−−総裁選より面白い!?−−
〜シュワちゃん危うし(2)〜

経歴も慎重に「ビルド」してきたが…

5日、シュワ氏とともに支持を訴えたマナリア夫人(AP)
5日、シュワ氏とともに支持を訴えたマナリア夫人(AP)
◇ずっと権力に憧れを抱き…

 カリフォルニア州知事のイスといえば、“超大物”タレント政治家、レーガン元大統領も座った。アーノルド・シュワルツェネッガー氏(56)の経歴もまた、単なる肉体派俳優では片付けられない。むしろ、権力を狙い用心深く積み上げられたようでさえある。

 産声をあげたのは1947年7月30日、オーストリア南東部の小さな町だった。

 父グスタフ氏は町の警察所長。教育熱心で、何かと兄弟を競争させ、優秀な兄を溺愛(できあい)したらしい。シュワ氏の並々ならぬ闘争心は、この幼時体験にはぐくまれたようだ。

 グスタフ氏は、ナチス党員だった。父親のこととはいえ、米国で政治家を目指すためには致命傷になりかねない経歴。

 だが、シュワ氏はユダヤ系団体に多額の寄付をしたり、反ナチ映画に出演したりして、慎重に“汚点”をぬぐってきた。

 父の勧めで10代からボディービルを始め、68年、米国に移住。自分の名をつけたジムを開設した。

 さらに、肉体を武器に映画界へ飛び込むわけだが、当時、筋肉増強剤を使用。5年前には心臓手術を受け、増強剤との関連がささやかれた。

 その後、ビジネスにも興味を持ち、建設会社を設立。70年代からは不動産業に手を染め、今ではカリフォルニアからオハイオ州にまで広がる巨大な土地を所有する不動産王となった。

 資産総額は不明だが、稼いだお金は過去2年間だけで5700万ドル(約66億6900万円)。

 今回の選挙でも豊富な資金力を背景に、「特別な利益団体に買収されない」とPR。すでに、テレビ出演枠などを買うため、145万ドル(約1億6900万円)をつぎ込んでいる。

 一方で、豊富な人脈を駆使し、スポンサーも確保。
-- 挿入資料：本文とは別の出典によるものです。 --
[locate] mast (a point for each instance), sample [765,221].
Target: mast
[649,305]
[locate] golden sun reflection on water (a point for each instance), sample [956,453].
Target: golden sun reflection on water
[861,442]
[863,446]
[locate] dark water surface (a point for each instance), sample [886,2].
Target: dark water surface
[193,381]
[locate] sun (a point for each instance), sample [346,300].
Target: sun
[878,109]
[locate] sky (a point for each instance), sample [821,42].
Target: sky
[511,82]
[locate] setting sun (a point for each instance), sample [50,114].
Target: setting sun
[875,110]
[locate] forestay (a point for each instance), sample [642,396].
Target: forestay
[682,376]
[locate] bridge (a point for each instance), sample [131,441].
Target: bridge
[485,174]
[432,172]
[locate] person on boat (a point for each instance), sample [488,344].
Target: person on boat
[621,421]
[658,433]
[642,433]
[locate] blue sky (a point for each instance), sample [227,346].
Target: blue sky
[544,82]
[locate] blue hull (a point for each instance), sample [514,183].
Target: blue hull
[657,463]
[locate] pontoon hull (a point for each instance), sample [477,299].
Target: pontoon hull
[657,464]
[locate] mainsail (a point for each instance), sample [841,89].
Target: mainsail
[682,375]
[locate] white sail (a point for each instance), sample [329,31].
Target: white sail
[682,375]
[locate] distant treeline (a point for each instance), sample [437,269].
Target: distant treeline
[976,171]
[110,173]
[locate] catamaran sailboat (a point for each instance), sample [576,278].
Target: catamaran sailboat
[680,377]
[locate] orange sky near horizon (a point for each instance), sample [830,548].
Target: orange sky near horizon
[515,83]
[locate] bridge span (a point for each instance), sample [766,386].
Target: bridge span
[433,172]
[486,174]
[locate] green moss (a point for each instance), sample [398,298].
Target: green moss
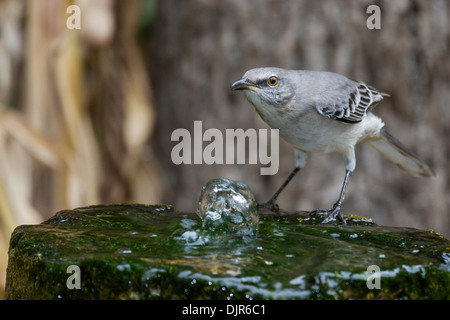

“財政手腕”は折り紙つきといえそうだ。

 「ずっと権力者に憧れてきた。キリストのように数千年単位で名が残る人はすごいと思った」。ドキュメンタリー映画『アーノルド・シュワルツェネッガーの鋼鉄の男』(77年)で、シュワ氏はこう話している。

 その言葉通り、私生活でも「権力」への地歩を固めてゆく。名門中の名門ケネディ家の娘との結婚だ。

 故ケネディ元大統領の姪マリア・シュライバーさん(47)と出会ったのは77年、ケネディ家主宰のテニス大会だった。

 「娘さん、イイ体してますね」

 マリアさんの兄によると、シュワ氏は母のユーニスさんにこう言い放ったという。この日、テニスウエアだけを持って飛行機に飛び乗り、ケネディ家の別荘に乗り込んだシュワ氏は、86年に結婚。その後、スターにお決まりの女性スキャンダルがいくつか噴出したが、今も良き夫、そして4人の子の良き父のイメージを保っている。

 NBCテレビのキャスターとして活躍するマリアさんは当初、ケネディ一族についてまわるスキャンダルを嫌い、夫の出馬には消極的だった。

 出馬表明後も表に立つことはなかったが、選挙中盤、夫のセックススキャンダルで「女性蔑視」との声が高まり、表舞台に登場せざるを得なくなったようだ。

 「女性として今の私の地位は、夫のサポートなしにはあり得なかった」

 今月5日、夫の支持者を前に、マリアさんはこう訴えた。

 それでも、来月7日の投票が迫るなか、シュワ氏の苦戦は続く。